The weight calculator analyzes the medical data for weight calculation,
Regarding the subject in which the disease name exists in a specific age, for each word existing in the age returned from the specific age by the onset period, the subject is counted as contributing to co-occurrence,
Regarding the subject who does not have the disease name in a specific age, for each word that exists in the age returned from the specific age by the onset period, the subject is counted as contributing to non-co-occurrence,
The clustering apparatus according to claim 1, wherein a weight for each word is calculated as a ratio of the total number of co-occurrence counted to the total number of co-occurrence and non-co-occurrence counted.

The weight calculation unit further analyzes the medical data for weight calculation,
Regarding the subject who has the disease name in the specific age, for each word existing in the age that has returned by the onset period from the specific age, the subject is counted as contributing to co-occurrence, and the subject's If the disease name already exists in the age that has returned only to the onset age, the subject is counted as an onset,
Calculating the weight for each word as a percentage of the total number of co-occurrence subtracted from the total number of co-occurrence counted to the total number of co-occurrence and non-co-occurrence counted. The clustering apparatus according to claim 3, wherein the clustering apparatus is characterized in that:

A clustering method executed by a computer,
Accepts designation of the disease name to be analyzed and the onset period of the disease from the user, analyzes the medical data for weight calculation as a word list as a result of evaluating the health of each subject over multiple ages in each era A weight calculation stage for calculating, as a weight, a degree of relevance to the onset of the disease through the onset period for each word;
For each of a series of subjects to be analyzed, a feature vector relating to the health status of the subject is received in the form of a bug of words with words related to health assessment, and is calculated for each word for each word frequency of the feature vector. And a clustering step of clustering the series of subjects to be analyzed by latent topic analysis after adding a weight.

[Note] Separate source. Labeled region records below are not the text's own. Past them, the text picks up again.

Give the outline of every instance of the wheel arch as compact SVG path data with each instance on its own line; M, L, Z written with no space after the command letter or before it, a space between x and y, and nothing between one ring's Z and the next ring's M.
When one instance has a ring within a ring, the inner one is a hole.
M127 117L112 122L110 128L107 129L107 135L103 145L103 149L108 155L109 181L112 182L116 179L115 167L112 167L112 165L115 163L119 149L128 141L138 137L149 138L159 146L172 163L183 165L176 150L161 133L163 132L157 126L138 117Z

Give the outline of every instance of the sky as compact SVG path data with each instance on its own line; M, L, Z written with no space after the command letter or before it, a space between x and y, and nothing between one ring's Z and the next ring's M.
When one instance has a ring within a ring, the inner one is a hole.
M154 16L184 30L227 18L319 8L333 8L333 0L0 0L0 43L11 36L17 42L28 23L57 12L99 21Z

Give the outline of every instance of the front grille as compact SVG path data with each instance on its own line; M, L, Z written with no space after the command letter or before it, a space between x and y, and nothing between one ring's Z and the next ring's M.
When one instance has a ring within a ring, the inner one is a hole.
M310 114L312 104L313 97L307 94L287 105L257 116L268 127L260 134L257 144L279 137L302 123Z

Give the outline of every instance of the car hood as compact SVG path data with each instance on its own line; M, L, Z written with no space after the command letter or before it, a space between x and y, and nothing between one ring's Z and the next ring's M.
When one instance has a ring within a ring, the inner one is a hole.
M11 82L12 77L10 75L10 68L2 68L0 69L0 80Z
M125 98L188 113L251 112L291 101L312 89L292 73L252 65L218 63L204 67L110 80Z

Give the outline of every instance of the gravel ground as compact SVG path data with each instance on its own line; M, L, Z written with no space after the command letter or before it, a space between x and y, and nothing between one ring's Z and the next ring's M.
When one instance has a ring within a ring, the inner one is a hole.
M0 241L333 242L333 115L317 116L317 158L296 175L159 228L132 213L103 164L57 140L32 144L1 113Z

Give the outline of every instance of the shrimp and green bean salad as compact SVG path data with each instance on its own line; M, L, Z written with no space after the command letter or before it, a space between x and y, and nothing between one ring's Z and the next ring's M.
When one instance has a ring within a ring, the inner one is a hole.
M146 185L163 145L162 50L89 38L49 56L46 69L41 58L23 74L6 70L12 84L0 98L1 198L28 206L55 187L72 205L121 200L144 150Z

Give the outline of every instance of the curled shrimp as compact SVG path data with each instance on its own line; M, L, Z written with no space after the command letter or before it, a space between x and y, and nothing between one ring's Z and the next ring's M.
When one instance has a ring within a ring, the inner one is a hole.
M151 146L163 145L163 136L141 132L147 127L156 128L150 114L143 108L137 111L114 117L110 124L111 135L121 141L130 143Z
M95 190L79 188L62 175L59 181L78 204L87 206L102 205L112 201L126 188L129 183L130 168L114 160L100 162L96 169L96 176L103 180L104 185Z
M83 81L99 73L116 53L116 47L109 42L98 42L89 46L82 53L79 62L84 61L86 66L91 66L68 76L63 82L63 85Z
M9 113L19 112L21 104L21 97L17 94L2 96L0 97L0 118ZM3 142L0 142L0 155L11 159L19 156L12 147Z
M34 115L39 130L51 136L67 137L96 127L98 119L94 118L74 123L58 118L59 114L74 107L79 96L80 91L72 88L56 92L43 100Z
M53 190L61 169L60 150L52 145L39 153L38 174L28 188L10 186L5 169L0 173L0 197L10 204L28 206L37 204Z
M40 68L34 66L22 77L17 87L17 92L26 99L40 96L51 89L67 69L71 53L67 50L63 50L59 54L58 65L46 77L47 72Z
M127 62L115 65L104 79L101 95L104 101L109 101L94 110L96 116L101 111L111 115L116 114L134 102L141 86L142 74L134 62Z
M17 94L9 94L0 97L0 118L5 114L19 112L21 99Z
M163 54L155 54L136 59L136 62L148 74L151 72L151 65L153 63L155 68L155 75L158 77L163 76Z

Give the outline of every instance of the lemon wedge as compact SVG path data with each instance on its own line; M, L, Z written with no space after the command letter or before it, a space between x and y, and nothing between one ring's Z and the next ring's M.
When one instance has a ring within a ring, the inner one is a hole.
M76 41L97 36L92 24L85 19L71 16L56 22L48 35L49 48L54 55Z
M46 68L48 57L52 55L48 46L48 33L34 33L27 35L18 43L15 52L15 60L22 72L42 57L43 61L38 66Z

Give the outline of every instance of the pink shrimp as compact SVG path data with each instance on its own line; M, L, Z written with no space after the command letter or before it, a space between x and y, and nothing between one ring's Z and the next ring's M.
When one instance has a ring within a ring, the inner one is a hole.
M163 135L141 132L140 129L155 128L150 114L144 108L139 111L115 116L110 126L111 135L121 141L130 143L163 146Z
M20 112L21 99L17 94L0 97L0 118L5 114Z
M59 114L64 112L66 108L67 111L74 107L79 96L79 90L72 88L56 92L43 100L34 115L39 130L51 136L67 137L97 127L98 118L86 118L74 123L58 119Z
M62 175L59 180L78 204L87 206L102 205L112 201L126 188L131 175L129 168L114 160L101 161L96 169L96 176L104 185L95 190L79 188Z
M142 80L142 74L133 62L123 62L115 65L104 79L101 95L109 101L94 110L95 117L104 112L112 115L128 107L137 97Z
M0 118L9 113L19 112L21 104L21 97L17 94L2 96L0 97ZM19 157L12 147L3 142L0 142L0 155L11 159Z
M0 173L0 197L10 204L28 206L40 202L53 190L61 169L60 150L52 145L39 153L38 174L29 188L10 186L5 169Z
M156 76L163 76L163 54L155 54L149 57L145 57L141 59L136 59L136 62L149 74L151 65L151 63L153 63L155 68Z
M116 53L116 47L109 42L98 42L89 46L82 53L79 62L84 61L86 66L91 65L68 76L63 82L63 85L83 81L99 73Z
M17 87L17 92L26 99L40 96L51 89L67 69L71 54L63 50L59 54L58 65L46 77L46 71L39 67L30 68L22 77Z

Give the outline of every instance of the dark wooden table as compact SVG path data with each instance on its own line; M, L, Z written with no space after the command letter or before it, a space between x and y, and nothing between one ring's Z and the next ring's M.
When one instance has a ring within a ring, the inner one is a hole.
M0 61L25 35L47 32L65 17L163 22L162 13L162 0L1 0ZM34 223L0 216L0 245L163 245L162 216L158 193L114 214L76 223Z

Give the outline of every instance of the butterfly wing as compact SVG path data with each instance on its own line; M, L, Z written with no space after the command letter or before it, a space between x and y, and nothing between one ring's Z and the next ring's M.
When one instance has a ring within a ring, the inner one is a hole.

A clustering method executed by a computer,
Accepts designation of the disease name to be analyzed and the onset period of the disease from the user, analyzes the medical data for weight calculation as a word list as a result of evaluating the health of each subject over multiple ages in each era A weight calculation stage for calculating, as a weight, a degree of relevance to the onset of the disease through the onset period for each word;
Receive a feature vector for the subject's health status in the form of a bug of words with words related to health assessment, for each of a series of subjects to be analyzed,
By performing latent topic analysis on matrix data listing feature vectors of a series of subjects to be analyzed, the matrix data is multiplied by the relationship matrix θ of subjects and topics and the relationship matrix Φ of topics and words. Disassembled into
Subject and topic-corrected relationship matrix θ ′ and topic obtained by performing latent topic analysis on matrix data W * D with weight W calculated for each word on matrix data D And a modified relation matrix Φ ′ of words as an approximate value without performing latent topic analysis,
A clustering stage that uses the corrected relation matrix θ ′ obtained as the approximate value as a clustering result of the series of subjects to be analyzed, and
In the clustering step, when the approximate value is obtained, the weight W is decomposed into a product of a plurality of transformations determined to be an identity transformation plus a minute transformation, and the plurality of transformations are sequentially converted into the relation matrix. A clustering method, wherein the corrected relation matrix θ ′ and the corrected relation matrix Φ ′ are respectively obtained as approximate values by adding as a perturbation to θ and the relation matrix Φ.

A program for causing a computer to function as the clustering apparatus according to any one of claims 1 to 4.